Yargıtay Kararı 9. Ceza Dairesi 2021/14354 E. 2023/1449 K. 16.03.2023 T.

YARGITAY KARARI
DAİRE : 9. Ceza Dairesi
ESAS NO : 2021/14354
KARAR NO : 2023/1449
KARAR TARİHİ : 16.03.2023

MAHKEMESİ :Ağır Ceza Mahkemesi
SUÇ : Reşit olmayanla cinsel ilişki
HÜKÜM : Mahkûmiyet

Sanık hakkında kurulan hükmün; karar tarihi itibarıyla 6723 sayılı Kanun’un 33 üncü maddesiyle değişik 5320 sayılı Kanun’un 8 inci maddesi gereği yürürlükte bulunan 1412 sayılı Ceza Muhakemeleri Usulü Kanunu’nun (1412 sayılı Kanun) 305 inci maddesi gereği temyiz edilebilir olduğu, karar tarihinde yürürlükte bulunan 5271 sayılı Ceza Muhakemesi Kanunu’nun(5271 sayılı Kanun) 260 ıncı maddesinin birinci fıkrası gereği temyiz edenlerin hükmü temyize hak ve yetkilerinin bulunduğu, 1412 sayılı Kanun’un 310 uncu maddesi gereği temyiz isteklerinin süresinde olduğu, aynı Kanun’un 317 nci maddesi gereği temyiz isteklerinin reddini gerektirir bir durumun bulunmadığı yapılan ön inceleme neticesinde tespit edilmekle, gereği düşünüldü:

I. HUKUKÎ SÜREÇ
1. … Cumhuriyet Başsavcılığının 16.10.2015 tarihli ve 2015/2957 Esas numaralı iddianamesi ile sanık hakkında çocuğun nitelikli cinsel istismarı suçundan cezalandırılması talebiyle kamu davası açılmıştır.

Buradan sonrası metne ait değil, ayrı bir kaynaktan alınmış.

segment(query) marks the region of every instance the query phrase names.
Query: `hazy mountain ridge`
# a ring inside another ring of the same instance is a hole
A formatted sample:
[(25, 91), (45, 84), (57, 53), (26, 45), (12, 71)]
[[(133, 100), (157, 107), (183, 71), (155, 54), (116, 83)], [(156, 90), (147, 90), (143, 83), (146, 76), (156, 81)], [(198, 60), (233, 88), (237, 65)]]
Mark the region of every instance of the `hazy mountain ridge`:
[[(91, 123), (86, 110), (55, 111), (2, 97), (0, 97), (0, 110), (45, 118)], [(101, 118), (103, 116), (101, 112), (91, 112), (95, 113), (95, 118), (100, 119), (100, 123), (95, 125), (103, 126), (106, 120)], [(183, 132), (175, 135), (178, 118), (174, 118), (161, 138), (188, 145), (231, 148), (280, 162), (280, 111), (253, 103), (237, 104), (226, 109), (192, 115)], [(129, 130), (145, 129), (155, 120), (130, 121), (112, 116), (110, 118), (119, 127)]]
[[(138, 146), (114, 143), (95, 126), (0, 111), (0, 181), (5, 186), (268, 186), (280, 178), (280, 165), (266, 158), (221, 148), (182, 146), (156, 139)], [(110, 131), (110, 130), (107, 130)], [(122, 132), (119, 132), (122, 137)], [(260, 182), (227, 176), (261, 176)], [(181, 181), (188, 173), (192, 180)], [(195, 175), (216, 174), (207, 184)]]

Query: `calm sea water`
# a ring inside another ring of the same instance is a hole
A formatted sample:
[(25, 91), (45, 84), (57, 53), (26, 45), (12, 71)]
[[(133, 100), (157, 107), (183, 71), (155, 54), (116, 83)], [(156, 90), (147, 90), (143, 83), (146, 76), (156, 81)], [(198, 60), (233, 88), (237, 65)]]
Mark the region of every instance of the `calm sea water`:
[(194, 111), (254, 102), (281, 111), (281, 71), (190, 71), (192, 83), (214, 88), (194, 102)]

2. … 1. Ağır Ceza Mahkemesinin, 25.01.2016 tarihli ve 2015/232 Esas, 2016/29 Karar sayılı kararı ile sanıığın reşit olmayanla cinsel ilişki suçundan, 5237 sayılı Türk Ceza Kanunu’nun 104 üncü maddesinin birinci fıkrası, 43 üncü maddesinin birinci fıkrası, 62 nci maddesinin birinci fıkrası ve 53 üncü maddesi uyarınca 2 yıl 1 ay hapis cezası ile cezalandırılmasına ve hak yoksunluklarına karar verilmiştir.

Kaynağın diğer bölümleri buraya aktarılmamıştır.